The Value of Journey: Virtue and reality in Papua New Guinea and Asia by Nicholas C Brown, Mereo Books, Cirencester UK, 2021, 332 pages with illustrations. ISBN 9781861513212. Available here from Amazon Australia, AU$22
TUMBY BAY – Nick Brown's The Value of Journey follows directly from his first book, Better than Rich and Famous, the transition so flawless you could move from one to the other and not notice the physical change.
When I reviewed the first book, I wrote:
“What Nick’s book essentially details are the experiences of one of the many people who briefly flittered onto the Papua New Guinean scene in the early 1970s and then just as quickly flittered away.
“Or at least I think he flittered away because the book seems to end in mid-stream. He has secured an interesting job in the administration and then goes on leave back to Britain with the intention of returning to Papua New Guinea.
“Whether he actually returns and what happens to him is left hanging in the air.”
That makes the two books complementary and you need to read them in sequence to appreciate the full story.
In ‘The Value of Journey’ there is more detail about Papua New Guinea society and governance since independence in 1975.
The section of the department for which he worked promoting local handcrafts undergoes a series of pointless changes until it is unclear where it’s heading or whether the national government is even interested in what it is doing.
At the same time the people in charge are regularly and inexplicably leaving and being replaced by others, in this case people of Indian descent from Fiji.
This phenomenon where senior positions once held by Australians were filled by recruits from Asia and Africa is notable.
It would be worth exploring as part of a wider work of how governance evolved in PNG after independence.
Brown’s goal, stated in his first book, to simply have fun, takes a beating, partly because many of his friends are leaving the country but also because deteriorating law and order makes it an unsafe place to live.
This curtailment of an easygoing and undemanding life coincides with Brown beginning to evaluate his experiences and ponder his future.
At the same time, as their PNG experience did to so many expatriates exposed to its challenges and peculiarities, causes him to undergo a profound change in his attitude to the world and how it operates.
Not least he comes to realise “the virtue in doing good and ultimately better understanding what is important in life”.
Brown grasps that it is time to leave PNG, and embarks on a pilgrimage through Asia as he makes his way back to Britain with the intention of going to university.
Along the way the reader is treated to observations not recorded by the self-styled hippies experiencing ‘the great Asian enlightenment’ so popular in those days.
Papua New Guinea has changed his values and Brown is now immersed in an acute sense of reality about what he is experiencing.
The book reveals how he develops a profound desire to explode the concocted myths, too readily accepted back then in a perfumed haze, about the places he visits.
At a superficial level, as most first-timers in Asia are, he is disgusted by the crowded, dirty, noisy and unpleasant cities, particularly in India.
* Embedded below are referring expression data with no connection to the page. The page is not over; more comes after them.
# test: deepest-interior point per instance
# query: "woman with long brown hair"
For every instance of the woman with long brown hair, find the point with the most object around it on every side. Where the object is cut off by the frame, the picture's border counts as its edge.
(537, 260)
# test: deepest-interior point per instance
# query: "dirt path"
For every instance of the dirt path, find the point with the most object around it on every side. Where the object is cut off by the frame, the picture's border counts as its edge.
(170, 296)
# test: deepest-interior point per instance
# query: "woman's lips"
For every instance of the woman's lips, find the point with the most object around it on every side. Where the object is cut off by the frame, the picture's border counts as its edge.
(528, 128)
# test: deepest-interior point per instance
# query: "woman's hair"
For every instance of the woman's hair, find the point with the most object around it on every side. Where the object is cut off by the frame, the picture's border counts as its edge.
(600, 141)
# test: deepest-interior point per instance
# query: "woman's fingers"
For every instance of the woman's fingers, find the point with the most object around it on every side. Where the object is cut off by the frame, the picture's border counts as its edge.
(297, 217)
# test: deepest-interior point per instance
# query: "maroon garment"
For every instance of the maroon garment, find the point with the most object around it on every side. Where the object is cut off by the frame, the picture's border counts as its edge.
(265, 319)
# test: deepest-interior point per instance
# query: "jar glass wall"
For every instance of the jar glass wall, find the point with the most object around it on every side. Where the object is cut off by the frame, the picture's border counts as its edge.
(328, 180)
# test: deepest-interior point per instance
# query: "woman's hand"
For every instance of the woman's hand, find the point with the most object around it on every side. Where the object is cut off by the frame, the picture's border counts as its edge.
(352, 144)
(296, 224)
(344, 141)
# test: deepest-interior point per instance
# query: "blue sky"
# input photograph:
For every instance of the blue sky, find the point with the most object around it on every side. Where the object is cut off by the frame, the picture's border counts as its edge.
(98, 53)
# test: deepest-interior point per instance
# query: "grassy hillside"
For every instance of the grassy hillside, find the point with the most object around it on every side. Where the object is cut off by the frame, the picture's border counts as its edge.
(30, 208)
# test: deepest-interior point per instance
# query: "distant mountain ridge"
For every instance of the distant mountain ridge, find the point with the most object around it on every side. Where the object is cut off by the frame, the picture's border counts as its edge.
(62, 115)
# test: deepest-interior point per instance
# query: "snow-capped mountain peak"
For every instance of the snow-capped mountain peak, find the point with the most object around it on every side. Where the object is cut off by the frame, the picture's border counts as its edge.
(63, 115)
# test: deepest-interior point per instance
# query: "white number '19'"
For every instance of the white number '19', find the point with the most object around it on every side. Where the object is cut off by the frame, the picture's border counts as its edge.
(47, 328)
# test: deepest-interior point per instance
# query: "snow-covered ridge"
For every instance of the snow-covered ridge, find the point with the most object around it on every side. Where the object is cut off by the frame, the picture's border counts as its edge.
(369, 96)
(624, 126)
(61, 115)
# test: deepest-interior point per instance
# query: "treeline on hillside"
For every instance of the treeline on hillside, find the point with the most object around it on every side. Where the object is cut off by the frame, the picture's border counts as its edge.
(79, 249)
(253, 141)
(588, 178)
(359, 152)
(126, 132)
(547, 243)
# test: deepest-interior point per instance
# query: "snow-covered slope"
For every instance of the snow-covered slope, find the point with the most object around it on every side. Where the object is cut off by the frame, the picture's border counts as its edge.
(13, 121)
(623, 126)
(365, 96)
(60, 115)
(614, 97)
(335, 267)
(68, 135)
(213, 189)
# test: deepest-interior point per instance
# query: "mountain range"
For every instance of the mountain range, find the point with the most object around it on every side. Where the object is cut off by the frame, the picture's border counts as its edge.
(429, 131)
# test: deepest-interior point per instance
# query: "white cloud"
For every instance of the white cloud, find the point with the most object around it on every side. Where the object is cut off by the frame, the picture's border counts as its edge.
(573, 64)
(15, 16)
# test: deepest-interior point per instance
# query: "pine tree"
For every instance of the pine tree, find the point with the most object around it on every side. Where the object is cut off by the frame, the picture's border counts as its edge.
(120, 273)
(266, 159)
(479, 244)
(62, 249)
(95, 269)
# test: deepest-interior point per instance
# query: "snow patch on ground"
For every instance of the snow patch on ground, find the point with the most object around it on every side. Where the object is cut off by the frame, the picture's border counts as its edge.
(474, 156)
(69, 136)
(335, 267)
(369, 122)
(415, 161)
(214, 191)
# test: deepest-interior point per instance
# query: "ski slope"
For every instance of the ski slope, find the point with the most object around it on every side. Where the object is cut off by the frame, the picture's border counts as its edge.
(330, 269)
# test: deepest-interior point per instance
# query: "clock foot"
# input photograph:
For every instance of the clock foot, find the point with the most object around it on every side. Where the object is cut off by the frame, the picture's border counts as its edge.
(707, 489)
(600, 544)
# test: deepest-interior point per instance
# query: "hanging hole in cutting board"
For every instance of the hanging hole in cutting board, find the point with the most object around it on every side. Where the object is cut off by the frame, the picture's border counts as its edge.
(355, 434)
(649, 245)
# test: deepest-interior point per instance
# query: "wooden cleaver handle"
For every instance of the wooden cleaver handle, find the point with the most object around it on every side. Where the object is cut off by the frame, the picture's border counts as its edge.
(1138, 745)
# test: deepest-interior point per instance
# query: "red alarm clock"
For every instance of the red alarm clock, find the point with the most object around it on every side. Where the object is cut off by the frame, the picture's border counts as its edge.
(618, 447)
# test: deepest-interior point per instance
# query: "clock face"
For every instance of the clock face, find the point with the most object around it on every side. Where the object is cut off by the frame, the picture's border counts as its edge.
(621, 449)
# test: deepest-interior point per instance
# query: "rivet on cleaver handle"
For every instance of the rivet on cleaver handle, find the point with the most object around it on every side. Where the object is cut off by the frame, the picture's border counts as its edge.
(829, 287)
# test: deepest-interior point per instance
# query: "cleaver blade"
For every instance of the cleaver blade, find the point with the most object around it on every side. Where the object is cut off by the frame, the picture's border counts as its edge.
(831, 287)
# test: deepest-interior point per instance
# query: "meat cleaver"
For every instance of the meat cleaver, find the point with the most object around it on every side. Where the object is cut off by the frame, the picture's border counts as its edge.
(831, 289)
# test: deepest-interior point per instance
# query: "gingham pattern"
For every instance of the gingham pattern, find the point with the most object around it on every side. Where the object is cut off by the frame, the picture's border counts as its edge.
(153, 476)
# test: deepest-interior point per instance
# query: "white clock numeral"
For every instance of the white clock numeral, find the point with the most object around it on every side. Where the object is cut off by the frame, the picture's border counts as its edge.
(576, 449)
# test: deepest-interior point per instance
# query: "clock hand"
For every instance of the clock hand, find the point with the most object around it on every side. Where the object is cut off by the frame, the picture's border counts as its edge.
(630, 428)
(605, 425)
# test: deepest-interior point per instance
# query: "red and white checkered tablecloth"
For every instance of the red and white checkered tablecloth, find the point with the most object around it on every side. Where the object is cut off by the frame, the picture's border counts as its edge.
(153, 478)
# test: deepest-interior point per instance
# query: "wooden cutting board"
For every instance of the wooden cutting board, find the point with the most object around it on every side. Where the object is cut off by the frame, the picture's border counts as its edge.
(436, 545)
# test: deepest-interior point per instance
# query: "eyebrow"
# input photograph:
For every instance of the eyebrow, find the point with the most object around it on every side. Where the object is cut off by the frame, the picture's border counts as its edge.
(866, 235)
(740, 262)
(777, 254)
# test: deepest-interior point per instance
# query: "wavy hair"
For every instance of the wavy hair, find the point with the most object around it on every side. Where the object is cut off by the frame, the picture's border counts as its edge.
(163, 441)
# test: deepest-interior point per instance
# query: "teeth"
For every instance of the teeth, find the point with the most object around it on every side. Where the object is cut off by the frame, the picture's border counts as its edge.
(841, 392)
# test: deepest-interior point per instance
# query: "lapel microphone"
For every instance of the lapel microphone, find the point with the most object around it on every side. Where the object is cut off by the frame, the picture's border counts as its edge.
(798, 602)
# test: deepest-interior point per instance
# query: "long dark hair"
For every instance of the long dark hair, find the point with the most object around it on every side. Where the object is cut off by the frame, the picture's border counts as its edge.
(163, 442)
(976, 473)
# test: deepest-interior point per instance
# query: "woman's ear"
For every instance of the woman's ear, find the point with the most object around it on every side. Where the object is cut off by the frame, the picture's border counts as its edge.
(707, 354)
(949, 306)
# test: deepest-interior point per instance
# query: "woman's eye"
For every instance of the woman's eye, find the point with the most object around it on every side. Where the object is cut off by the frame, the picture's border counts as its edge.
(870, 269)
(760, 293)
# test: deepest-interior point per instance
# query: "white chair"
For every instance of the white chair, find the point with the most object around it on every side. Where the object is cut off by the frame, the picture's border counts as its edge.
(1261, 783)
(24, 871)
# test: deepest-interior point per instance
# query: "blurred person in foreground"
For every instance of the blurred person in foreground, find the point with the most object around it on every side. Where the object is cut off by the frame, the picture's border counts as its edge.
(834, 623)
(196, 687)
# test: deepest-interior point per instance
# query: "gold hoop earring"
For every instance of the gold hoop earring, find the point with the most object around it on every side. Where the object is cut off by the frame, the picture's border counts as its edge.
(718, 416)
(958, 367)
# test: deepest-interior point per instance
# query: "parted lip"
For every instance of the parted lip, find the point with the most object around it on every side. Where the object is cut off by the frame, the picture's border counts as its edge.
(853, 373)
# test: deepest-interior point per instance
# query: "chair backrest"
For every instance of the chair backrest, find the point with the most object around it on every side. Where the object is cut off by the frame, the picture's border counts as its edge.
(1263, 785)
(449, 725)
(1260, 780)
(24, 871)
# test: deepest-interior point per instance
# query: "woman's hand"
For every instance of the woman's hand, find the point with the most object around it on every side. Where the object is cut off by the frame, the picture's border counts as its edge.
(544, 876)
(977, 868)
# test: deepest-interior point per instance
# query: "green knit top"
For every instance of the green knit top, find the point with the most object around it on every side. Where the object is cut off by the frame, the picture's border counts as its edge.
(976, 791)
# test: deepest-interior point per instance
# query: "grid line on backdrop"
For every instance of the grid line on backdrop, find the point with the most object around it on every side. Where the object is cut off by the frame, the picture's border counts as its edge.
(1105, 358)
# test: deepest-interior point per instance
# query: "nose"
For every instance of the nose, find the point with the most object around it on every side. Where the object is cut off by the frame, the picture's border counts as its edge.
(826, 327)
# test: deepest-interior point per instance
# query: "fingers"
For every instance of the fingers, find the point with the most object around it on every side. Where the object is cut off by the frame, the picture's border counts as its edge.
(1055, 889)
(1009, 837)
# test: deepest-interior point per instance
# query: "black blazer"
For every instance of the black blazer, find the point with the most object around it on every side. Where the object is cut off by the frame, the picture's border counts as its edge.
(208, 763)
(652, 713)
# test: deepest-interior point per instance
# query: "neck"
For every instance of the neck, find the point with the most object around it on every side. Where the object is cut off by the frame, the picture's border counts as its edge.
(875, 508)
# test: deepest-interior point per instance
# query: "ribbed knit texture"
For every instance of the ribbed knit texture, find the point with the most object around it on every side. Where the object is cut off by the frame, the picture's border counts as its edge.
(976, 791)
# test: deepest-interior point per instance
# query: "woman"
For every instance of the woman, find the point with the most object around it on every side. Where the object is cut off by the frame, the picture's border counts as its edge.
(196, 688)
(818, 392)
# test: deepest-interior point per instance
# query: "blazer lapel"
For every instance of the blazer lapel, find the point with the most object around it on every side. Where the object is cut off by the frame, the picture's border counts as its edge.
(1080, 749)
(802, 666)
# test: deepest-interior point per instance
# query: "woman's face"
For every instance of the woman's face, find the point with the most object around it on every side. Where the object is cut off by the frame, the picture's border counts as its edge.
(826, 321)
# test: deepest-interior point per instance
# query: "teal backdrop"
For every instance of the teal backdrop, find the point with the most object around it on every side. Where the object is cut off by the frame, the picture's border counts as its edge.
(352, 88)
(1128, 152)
More deeply he begins to understand that this squalor is the result of more profound and complex inequities and corruption.
Towards the end of the book, Brown endeavours to analyse his feelings and express what he has learned about humanity and the world. I’m not sure he captures this fully and successfully.
As he says, the experiences “gave me an understanding of inequity in the world and the importance of the need to do something about it.”
I guess, in that sense, he joins so many other people who have come to the same conclusion but did not believe they possessed the means to do anything about it.